Every investor needs a goal, and a plan to reach it
When I blow out the candles on top of the birthday cake brought out for the family celebration of my 65th birthday, I want to have $2.5 million saved in retirement funds.
With my portfolio hovering at just under $20,000, I have a long way to go.
As I’ve discussed my investment portfolio with several financially-savvy friends, one of whom who used to be a financial advisor, I discovered that when it comes to investing, it’s important for me to know my financial goals. Once, I know where I want to go, then I can figure out the investing strategy to get there.
So I settled on the target of amassing a portfolio of $2.5 million by my 65th birthday.
Great — now how do I reach that goal?
This is the question I’ve wrestled with for the past two weeks. How do I multiply the value of my portfolio by 125 times in 37 years? Especially when I know that my current level of investing won’t get me to my goal.
I toyed with buying into individual stocks, which, when picked properly, can net incredible returns. For example, someone who invested $1,000 in Tesla in 2010, would earn $147,400 if they sold their stock last year.
Then, I figured this would be a poor idea at my current experience level with investing because buying into a stock that is priced low, but has a high potential for growth, is much riskier than buying index funds of stocks.
And with my current portfolio already being high risk, I just couldn’t see the benefit in upping the ante right now.
Then, thinking back to my experience with the NerdWallet’s Retirement Calculator, I had an idea for how to increase my investment returns over the next several decades. Begin investing more money every month.
I know, mind-blowing.
And there are two ways I can increase the amount of money I invest: Make more money, or shift around my budget to allow me to invest more.
Coming into this post, I already was planning to increase my investing by $50 per month. Now, after seeing that this increase isn’t going to be enough, I need to take another look at my budget.
I’ll report back next week. (And I know, sorry for missing my post last Monday).
💬 Comment below with your investing goals
⏱ Flashback: Do you know the make-up of your current investment portfolio and how much it’s worth?
📨 Connect with me on Twitter @EvanJamesCarter
It'd be interesting to see how you came to the $50 a month number...and how is this effecting your overall budget? Why $50 as opposed to something else (is this the 10-15% of your income)? I guess you're taking this one step at a time so things are evolving slowly - and it sounds like you may be trying to adjust this number.
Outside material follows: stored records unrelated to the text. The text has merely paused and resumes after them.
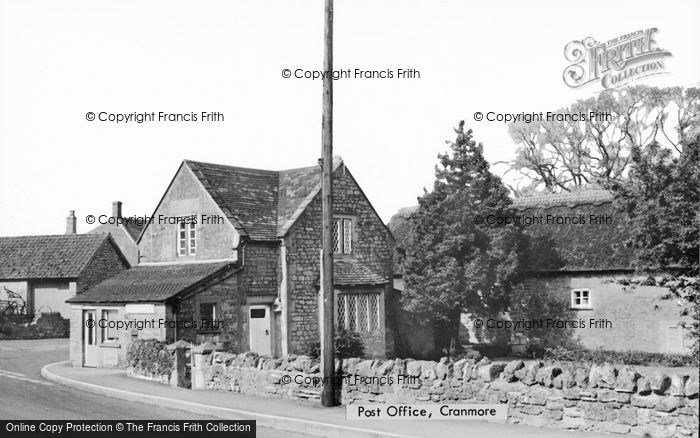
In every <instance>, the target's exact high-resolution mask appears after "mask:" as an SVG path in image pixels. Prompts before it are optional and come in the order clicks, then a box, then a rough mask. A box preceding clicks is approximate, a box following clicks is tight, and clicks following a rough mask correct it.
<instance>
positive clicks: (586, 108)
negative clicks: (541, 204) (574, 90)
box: [501, 85, 700, 194]
mask: <svg viewBox="0 0 700 438" xmlns="http://www.w3.org/2000/svg"><path fill="white" fill-rule="evenodd" d="M591 112H594V113H610V115H611V117H610V118H609V119H608V118H594V119H593V120H590V119H587V120H586V121H584V122H580V121H574V120H571V119H568V120H542V121H539V120H537V121H531V122H530V123H526V122H525V121H517V122H513V123H510V124H509V126H508V131H509V134H510V136H511V138H512V139H513V140H514V141H515V142H516V144H517V145H518V150H517V152H516V158H515V159H514V160H513V161H510V162H507V163H501V164H507V165H508V166H509V170H508V171H511V170H512V171H515V172H518V173H519V174H520V178H519V181H518V187H516V188H514V191H515V192H516V193H521V194H524V193H527V192H529V191H533V190H535V189H541V188H544V190H546V191H550V192H559V191H568V190H571V189H572V188H573V187H580V186H584V185H589V184H601V185H604V184H608V183H610V182H611V181H617V180H620V179H622V178H624V176H625V175H626V173H627V171H628V170H629V166H630V164H631V153H632V149H633V148H634V147H644V146H647V145H650V144H653V143H657V144H662V145H663V146H664V147H668V148H671V147H676V146H677V145H678V143H680V142H682V141H683V138H686V137H688V136H693V135H694V133H696V132H697V123H698V118H699V117H700V89H698V88H689V89H685V90H684V89H683V88H680V87H670V88H662V89H659V88H656V87H649V86H645V85H639V86H634V87H628V88H624V89H621V90H606V91H604V92H602V93H600V94H599V95H598V96H597V97H592V98H590V99H585V100H579V101H577V102H576V103H574V104H573V105H571V106H570V107H568V108H562V109H559V110H557V111H554V113H557V114H584V115H585V116H586V117H587V118H588V116H589V115H590V113H591ZM674 126H677V128H678V129H677V130H676V131H675V132H674V130H673V127H674ZM521 186H524V187H521Z"/></svg>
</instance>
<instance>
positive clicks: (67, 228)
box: [66, 210, 77, 234]
mask: <svg viewBox="0 0 700 438" xmlns="http://www.w3.org/2000/svg"><path fill="white" fill-rule="evenodd" d="M76 231H77V220H76V219H75V210H71V211H70V214H69V215H68V217H67V218H66V234H75V233H76Z"/></svg>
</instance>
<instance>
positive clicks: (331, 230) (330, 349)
mask: <svg viewBox="0 0 700 438" xmlns="http://www.w3.org/2000/svg"><path fill="white" fill-rule="evenodd" d="M323 40H324V51H323V70H324V71H327V72H331V71H333V0H326V6H325V28H324V32H323ZM321 135H322V138H323V153H322V155H321V157H322V159H323V161H322V163H323V176H322V180H321V198H322V206H321V210H322V213H321V215H322V220H323V250H322V253H323V254H322V266H321V269H322V271H323V272H322V273H321V283H322V284H321V288H322V289H321V290H322V291H323V303H322V305H323V309H322V312H321V319H322V320H321V372H322V373H323V377H324V379H323V391H322V392H321V403H322V404H323V406H335V405H336V402H335V386H336V385H335V384H336V382H335V345H334V338H335V336H334V335H335V333H334V331H335V327H334V319H335V318H334V313H333V301H334V300H333V79H332V75H330V74H327V75H326V77H325V78H324V79H323V120H322V134H321Z"/></svg>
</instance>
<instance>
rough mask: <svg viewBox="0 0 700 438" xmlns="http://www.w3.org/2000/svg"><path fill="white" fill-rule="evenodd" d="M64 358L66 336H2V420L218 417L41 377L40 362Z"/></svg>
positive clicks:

Are your investing goals conflicting/impacting other financial goals you may have (i.e., paying off student loans, saving for a home, purchasing an engagement ring in the future, etc.,)? I'm also curious to hear what your "retirement philosophy" is? Some people don't believe in retirement (that's NOT an excuse to not save, but rather a view that they will be working until the day they die).
My grandpa, for example, is still working. Why? Because he believes that we're designed to work and once you stop working then your brain goes to mush. That's why, at 90 years old, he refuses to hire a company to shovel his condo's driveway because why not do it himself? Dennis Prager is another person who doesn't "believe" in "retirement". Again, just curious what you mean by "retirement". The more I think about it, the more I realize that it's "just something you do" before forming true conviction about it.